Re: [PATCH] arch/x86: Fix kdump on x86 with physically hotadded CPUs

From: Prarit Bhargava
Date: Tue Oct 04 2016 - 12:01:46 EST

On 10/04/2016 10:38 AM, Thomas Gleixner wrote:
> On Tue, 4 Oct 2016, Prarit Bhargava wrote:
>> On 10/04/2016 06:58 AM, Thomas Gleixner wrote:
>>> While it is the right thing to initialize the package map in that case, it
>>> still papers over a robustness issue in the uncore code, which needs to be
>>> fixed first.
>> I will include a separate patch with an error check for pkg == 0xffff in the
>> uncore code.
> 0xffff? That won't help. The id returned is -1 if the entry is not
> initialized. And aside of that just patching that particular place is not
> helping as the uncore code and also rapl is relying on the package map
> being populated.

Yes, I noticed that after I started digging into it this morning. Not only what
you pointed out but there's init that occurs in the uncore code that would have
to be undone.

There is a similar issue in the rapl code, but that code inadvertently protects
itself with for loops that end up never running (and that's why the rapl code
doesn't panic).

> So we need a sanity check in the initialization code which prevents any of
> this being executed.

Ok, should this be done only for logical_proc_id or for logical_proc_id,
phys_proc_id, and cpu_core_id? What do you think of adding that to the end of
smp_init_package_map() or smp_store_cpu_info()?

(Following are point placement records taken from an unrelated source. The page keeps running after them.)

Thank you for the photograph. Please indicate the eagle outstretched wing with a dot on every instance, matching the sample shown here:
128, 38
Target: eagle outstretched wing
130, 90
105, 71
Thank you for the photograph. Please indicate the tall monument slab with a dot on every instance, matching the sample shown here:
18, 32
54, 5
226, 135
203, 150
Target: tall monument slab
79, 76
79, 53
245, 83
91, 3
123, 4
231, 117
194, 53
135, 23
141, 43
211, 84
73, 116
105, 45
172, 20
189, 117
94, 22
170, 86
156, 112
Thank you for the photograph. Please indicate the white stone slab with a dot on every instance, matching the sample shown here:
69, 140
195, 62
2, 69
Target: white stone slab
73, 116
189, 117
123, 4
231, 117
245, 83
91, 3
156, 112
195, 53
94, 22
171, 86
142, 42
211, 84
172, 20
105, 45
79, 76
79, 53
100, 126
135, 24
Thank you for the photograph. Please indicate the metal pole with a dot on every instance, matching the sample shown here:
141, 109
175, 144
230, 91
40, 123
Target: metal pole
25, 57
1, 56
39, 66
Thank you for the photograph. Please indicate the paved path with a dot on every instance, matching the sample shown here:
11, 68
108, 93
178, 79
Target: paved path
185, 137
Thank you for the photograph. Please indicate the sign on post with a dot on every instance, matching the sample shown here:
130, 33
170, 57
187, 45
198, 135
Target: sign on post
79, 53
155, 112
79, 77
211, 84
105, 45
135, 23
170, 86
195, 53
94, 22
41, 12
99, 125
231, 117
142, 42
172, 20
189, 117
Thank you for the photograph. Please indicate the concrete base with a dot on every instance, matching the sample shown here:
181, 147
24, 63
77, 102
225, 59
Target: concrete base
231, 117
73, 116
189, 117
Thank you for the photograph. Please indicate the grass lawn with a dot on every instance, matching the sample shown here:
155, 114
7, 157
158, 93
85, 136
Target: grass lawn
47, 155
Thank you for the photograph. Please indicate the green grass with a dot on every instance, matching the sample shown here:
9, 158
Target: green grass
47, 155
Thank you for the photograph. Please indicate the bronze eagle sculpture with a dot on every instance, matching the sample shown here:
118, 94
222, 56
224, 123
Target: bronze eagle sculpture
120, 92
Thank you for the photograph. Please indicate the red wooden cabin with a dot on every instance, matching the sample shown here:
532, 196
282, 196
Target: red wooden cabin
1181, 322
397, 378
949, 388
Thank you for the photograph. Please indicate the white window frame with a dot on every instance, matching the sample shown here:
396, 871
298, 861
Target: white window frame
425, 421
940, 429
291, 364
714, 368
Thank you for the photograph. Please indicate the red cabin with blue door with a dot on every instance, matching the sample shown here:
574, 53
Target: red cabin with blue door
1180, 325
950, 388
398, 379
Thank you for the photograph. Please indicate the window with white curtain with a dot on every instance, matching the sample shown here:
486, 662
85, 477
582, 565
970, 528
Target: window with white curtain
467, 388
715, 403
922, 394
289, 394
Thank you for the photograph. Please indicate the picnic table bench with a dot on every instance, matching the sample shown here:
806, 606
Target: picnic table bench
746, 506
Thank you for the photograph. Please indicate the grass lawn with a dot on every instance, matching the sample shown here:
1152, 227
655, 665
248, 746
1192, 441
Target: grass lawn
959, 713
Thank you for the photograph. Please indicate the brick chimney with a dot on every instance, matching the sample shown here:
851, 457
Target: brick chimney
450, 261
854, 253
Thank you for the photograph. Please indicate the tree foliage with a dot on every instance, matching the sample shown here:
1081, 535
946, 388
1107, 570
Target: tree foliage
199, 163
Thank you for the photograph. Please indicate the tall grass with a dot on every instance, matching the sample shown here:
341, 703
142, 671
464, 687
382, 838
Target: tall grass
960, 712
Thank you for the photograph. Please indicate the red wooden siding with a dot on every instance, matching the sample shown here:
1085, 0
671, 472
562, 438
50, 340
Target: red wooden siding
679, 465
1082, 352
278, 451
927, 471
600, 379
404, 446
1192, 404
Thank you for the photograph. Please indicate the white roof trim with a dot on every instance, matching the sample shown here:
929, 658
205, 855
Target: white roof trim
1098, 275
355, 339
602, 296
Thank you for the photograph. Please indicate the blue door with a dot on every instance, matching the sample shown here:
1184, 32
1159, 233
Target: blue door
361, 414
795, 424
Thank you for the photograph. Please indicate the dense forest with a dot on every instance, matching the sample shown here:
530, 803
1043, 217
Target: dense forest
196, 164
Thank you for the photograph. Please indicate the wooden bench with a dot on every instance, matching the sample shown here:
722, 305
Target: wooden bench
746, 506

>>>> + if (!num_processors) {
>>>> + pr_warn("CPU 0 not enumerated in mptable or ACPI MADT\n");
>>>> + num_processors = 1;
>>> And in this case we end up with the same problem, right?
>> It occurs to me that I over thought this: I was thinking that there might exist
>> a pre-ACPI (or at least a system without an MADT) x86 system that wold boot such
>> that num_processors = 0. But in that case, the cpu should be listed in the
>> mptables so the above should not happen. I'll change that to a BUG().
> No. That's the wrong thing to do. Think SMP kernel on UP machines ...

Sorry Thomas, but my history with real UP hardware is limited. I think you
might be saying I should call generic_processor_info(0, apic_version[0]) to
populate cpu 0 but I'm not sure.